# Ventilador - dimmer quemado



## janston (Ene 7, 2014)

Hola a todos. Tengo un problema con un turbo ventilador. Se le ha fundido una parte del variador de velocidad, asi que carezco de datos de un diac y una resistencia y por eso recurro a ustedes. 
Este es el circuito:

Desconozco la potencia del motor, pues no tiene datos.

Encontre este otro circuito: http://www.unicrom.com/cir_dimmer_cntrl_motor.asp

Me conviene colocar resistencias de distintos valore e intentar salvar el dimmer que tengo? o el circuito del enlace soportaria un motor de ventilador de 16"? En un ventilador algo antiguo, de unos 25 a 30 años.
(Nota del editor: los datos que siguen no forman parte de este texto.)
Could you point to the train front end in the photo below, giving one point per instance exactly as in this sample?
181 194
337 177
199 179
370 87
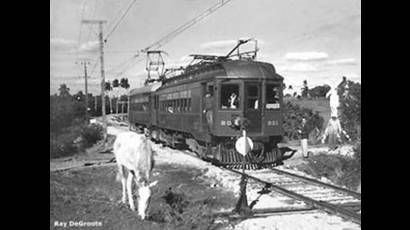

Cual otro dato con gusto se los brindare

saludos


----------



## Fogonazo (Ene 7, 2014)

DIAC´s Cualquiera que consigas te sirve.

La resistencia prueba con una de 6800 a 10000Ω 1W


----------



## DOSMETROS (Ene 7, 2014)

Lámparas de bajo consumo llevan un diac celeste


----------



## janston (Ene 7, 2014)

DOSMETROS dijo:


> Lámparas de bajo consumo llevan un diac celeste



esta perfecto, pero nunca en la vida me fije si vienen varios tipos o son todos iguales los diacs


----------



## DOSMETROS (Ene 7, 2014)

Son todos distintos (habrá de unas siete tensiones cercanas) pero para el caso todos iguales

Sinó ponele un neon sin la resistencia serie


----------



## janston (Ene 12, 2014)

Bueno, cierren el tema nomas. Opte por la facil, comprar un dimmer nuevo. De esos modulos para ventilador de techo que van en el espacio de una llave. Funciono perfecto y no hizo falta renegar con partes electronicas.

saludos


----------



## pigma (Ene 21, 2014)

Por lo general el diac es DB3 (32voltios) y la resistencia de 2k2 ohms.


----------